- Não me lembro do enredo, mas modificou a minha vida.
Esse livro vai atravessá-la hoje e a lança perfurará longamente o seu peito. Alguma dor, nenhuma ferida aparente nem necessidade de suturas. Esse livro e esse alguém serão um só; e começou hoje essa jornada tão bonita e imprevisível.
Nesse dia de abril de uma quinta-feira morta outra existência começa e ninguém mais testemunha, só páginas e leitora desavisada. Papel e moça. Pele e musa.
Nesse dia perdido de nuvens cinzentas e tédio uma menina aprende a andar de bicicleta no quintal de casa. O pai empurra e segura, incentiva coragem e ensina precaução; o homem-pai escolhe um chão menos instável e de cimento mais liso para absorver as quedas e minimizar os traumas da menina-filha. O mesmo homem por quem ela se sentirá abandonada, preterida, esquecida, depois que ele for embora e construir outra família. Outras meninas-filhas ao redor dele no natal e ela órfã com o sobrenome que não assinará por anos.
Mas esse dia, o da aprendizagem da bicicleta, será ainda recordado sessenta anos depois por uma filha tão boa ciclista quanto curadora das próprias memórias.
Nesse dia de normalidade aparente um laço de paternidade e afeto é construído; uma lembrança será para sempre guardada pela escafandrista de joelhos feridos do quintal. Um herói decairá. Um perdão também começa hoje.
Nessa quinta-feira de abril lento e absolutamente incógnito uma conversa banal acontece pela primeira vez entre dois desconhecidos distantes. Uma consultoria, um orçamento, uma viagem cancelada e entre os minutos de espera de uma nova senha, do reinício da máquina, da atualização do sistema duas vidas se escutam, sorriem, desejam mais tempo, mais trocas, mais-mais.
Hoje um amor começa, sem suspeitar que é amor, sem desejar ser amor, sem mentir para ser amor. Numa duração de tempo indeterminada; dois meses, um ano, cinquenta e cinco.
Mais um amor começou hoje. Com guerra fria de abril, noticiário indigesto no telejornal, comandante afundando navios em série e amantes, que ainda não sabem que são, começam uma dança que ocupa o salão por bem mais que uma só música.
Nesse dia obscuro e silencioso de abril com portas fechadas uma mulher, depois de se deitar, não se lembrará mais da sua idade. Os anos voltarão só para ela; solitária em outro tempo, prisioneira de lembranças muito amarelecidas. Os filhos, os netos, os alunos, as casas, as descobertas, os livros, os idiomas, as criações, os filmes, os maridos serão inéditos e desconhecidos. Hoje, dois filhos falam com a lucidez de sua mãe pela última vez. Ela dá conselhos, pergunta sobre os netos, faz planos para depois do isolamento: reformar a casa, aprender a baixar filmes no celular, viajar para a Grécia, voltar a dançar, abraçar muito os netos e se casar,quem sabe.
Hoje uma mulher apagará muitos tempos e acordará confusa e preocupada com os pais e os irmãos que não estão mais. Nesse dia de abril mergulhado em insegurança uma família não sabe que aprenderá a amar uma estranha e sentirá saudades de alguém que não partiu.
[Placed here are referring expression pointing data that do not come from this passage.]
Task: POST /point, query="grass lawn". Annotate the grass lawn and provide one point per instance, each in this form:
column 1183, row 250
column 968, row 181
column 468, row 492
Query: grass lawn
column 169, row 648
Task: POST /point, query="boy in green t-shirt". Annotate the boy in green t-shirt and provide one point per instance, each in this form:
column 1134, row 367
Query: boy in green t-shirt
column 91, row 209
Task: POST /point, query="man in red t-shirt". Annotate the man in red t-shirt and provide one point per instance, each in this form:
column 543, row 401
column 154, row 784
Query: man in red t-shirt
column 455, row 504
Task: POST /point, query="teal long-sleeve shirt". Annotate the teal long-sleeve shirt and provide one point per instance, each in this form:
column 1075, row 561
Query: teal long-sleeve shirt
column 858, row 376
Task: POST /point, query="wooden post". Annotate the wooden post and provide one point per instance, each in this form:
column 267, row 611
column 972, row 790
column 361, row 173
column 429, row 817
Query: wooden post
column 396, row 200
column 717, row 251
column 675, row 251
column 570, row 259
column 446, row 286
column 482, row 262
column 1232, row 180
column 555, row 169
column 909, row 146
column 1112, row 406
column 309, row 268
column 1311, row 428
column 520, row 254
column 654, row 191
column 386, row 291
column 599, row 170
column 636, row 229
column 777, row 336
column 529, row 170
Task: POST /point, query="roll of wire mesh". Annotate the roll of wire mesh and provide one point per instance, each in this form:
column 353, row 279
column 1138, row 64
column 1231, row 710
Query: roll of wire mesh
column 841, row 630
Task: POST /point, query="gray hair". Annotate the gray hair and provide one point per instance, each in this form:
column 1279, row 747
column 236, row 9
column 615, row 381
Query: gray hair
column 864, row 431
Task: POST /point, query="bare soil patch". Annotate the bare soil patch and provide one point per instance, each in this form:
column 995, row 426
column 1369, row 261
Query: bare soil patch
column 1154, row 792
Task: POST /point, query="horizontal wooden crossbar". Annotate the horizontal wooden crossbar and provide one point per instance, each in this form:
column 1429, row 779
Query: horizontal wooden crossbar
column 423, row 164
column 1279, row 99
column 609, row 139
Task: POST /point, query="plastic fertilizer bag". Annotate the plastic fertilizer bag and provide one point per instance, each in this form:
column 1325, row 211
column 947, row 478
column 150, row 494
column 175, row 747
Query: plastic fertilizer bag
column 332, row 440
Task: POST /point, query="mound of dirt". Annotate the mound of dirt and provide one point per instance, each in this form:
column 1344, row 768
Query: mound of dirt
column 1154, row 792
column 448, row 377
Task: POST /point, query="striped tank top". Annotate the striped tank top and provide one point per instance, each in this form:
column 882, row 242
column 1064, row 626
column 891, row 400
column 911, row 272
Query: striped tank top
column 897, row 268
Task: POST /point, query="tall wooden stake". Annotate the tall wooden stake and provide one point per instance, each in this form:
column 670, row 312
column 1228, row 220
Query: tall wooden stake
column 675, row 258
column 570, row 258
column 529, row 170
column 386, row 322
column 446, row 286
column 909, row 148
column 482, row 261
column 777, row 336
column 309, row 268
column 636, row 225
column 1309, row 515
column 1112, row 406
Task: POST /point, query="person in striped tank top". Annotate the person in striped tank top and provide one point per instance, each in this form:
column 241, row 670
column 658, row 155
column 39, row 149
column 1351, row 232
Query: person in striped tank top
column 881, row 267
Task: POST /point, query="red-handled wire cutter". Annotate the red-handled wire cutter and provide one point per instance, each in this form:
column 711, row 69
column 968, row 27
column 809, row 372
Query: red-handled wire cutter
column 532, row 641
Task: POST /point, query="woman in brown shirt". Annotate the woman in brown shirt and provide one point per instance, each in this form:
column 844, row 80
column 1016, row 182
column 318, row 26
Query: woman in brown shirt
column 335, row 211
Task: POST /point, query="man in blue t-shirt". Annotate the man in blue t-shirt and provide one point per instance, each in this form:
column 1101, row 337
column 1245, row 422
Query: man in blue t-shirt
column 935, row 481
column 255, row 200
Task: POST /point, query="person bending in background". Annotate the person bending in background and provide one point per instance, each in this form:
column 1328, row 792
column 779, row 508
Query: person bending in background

Nesse abril atípico de solidão preventiva, uma porta é fechada com um som seco de derrota. Um coração é desmantelado de tristeza e convicção; outro é fragmentado de aflição e dúvida. É o fim da trama. Dois tempos diversos; um final partilhado. Alguém decide o que outro ainda nega. Alguém precisa escrever a última página, porque já não conseguem dividir a autoria.
É a despedida de uma vida em comum; é o início de uma memória compartilhada. Alguém se sente liberto, outro alguém se vê abandonado. Ambos ficarão enlutados, despedirão de um mesmo finado, mas sem dividirem o velório. Acabou de acabar. É triste, é frustrante, é a história possível.
Nesse dia de abril, quase fim, um outro final precisou ser gerado. Duas pessoas crescem muito, duas dores sufocam e dois travesseiros estão molhados de saudade e alívio; hoje teve fim. Amanhã pode ser recomeço ou só saudade ainda.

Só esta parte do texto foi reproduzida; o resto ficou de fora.